Presumably it's not so long ago that 4h10m represented a halving from 8h20m, or a full working-day spent eating stale ham sandwiches and drinking luke-warm milky tea.
Made me think.
First up, I'd be happy to take half the £34bn cost and stick it in my Royal Bank account.
Then I'd start planning for the future.
This article allows that the basic information has not been updated since June 1999, and offers about 6 hours for the trip.
With these figures in mind, I ran off a little spreadsheet that suggests eight years ago the trip was double what it is now, say 8h20m.
Back in 1999 my modem was 56kbs, so in the time it would take me to travel by train London to Glasgow, I could have downloaded about 210 megabytes, although the BBS operator would have been a tad upset.
This year, 2009, I have a DSL modem. A test at 1pm today drew almost 6mbs. Probably because all the teenage boys are at the 'Ex.
If I've done my sums right, today in the 2h16m trip I could d/l just over 6 Gigabytes, and frankly BELL doesn't seem to give a damn.
Looking ahead, and making a crass assumption that speeds double in the next 10 years and then settle down to a stable rate, my downloads would peak in 2019, and then begin to decline, as the rail service dropped to a 128 second trip in 2039.

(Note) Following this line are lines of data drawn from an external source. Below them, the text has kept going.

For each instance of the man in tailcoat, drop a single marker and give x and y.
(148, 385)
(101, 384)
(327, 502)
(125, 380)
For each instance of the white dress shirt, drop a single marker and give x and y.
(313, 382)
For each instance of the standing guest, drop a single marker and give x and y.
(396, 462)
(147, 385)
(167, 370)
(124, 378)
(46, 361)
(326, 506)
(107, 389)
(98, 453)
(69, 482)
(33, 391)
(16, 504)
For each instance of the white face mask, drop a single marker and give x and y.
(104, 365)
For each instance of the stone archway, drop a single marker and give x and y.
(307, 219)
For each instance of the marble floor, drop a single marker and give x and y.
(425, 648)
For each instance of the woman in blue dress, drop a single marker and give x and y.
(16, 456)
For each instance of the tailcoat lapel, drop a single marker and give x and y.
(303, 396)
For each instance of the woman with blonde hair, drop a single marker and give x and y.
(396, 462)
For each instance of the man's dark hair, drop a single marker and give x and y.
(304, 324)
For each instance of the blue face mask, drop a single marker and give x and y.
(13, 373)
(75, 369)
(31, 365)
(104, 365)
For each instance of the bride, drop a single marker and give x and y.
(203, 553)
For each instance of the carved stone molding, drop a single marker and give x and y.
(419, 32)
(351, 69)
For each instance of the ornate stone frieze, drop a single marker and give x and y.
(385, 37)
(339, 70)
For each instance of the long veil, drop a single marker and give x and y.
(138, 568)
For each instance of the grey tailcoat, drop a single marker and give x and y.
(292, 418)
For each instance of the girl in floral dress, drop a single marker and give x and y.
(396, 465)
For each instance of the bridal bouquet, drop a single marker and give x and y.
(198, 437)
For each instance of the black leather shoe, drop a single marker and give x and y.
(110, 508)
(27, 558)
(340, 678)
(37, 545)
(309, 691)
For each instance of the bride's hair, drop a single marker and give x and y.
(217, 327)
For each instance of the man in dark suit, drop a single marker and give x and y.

It's tough to compete with teleporting a human body London to Glasgow in just over two minutes. ZIP files just won't cut it anymore.
But as usual it prompts the question: Who are these people, and why do they need to get to Glasgow in 2 hours instead of 4, and would they be happier could they do it in one hour (which can be done by air), or 30 minutes?
Teleconferencing is widespread today. Most of us have a story or two about a contract we have fulfilled without ever meeting the client/contractor.
Vancouver to Prince Rupert was about 90 minutes last time I looked. Rail distance seems to be three times the distance between Glasgow and London. (No wonder Canada seems big to our visitors from the UK! Prince Rupert is only half way to Dease Lake!)
£34bn seems like an awful lot of money to recoup in rail fares.
By the way, the rail trip between Terrace and Prince Rupert has to be one of the most beautiful and peaceful in the world. Go at the end of May.
PostScript
A report in today's Toronto Star includes the following politically useful note:
- More prosaically, the delay occurred because the House of Commons was on summer break and King had promised to let parliament make the ultimate decision. By Aug. 31, when it was clear what was coming, MPs were recalled, but in those train-travel days, the process would take a week.
- The seven-day delay allowed King, an ever-shrewd politician "with an acute sense of political reality," says Granatstein, to nail down final details.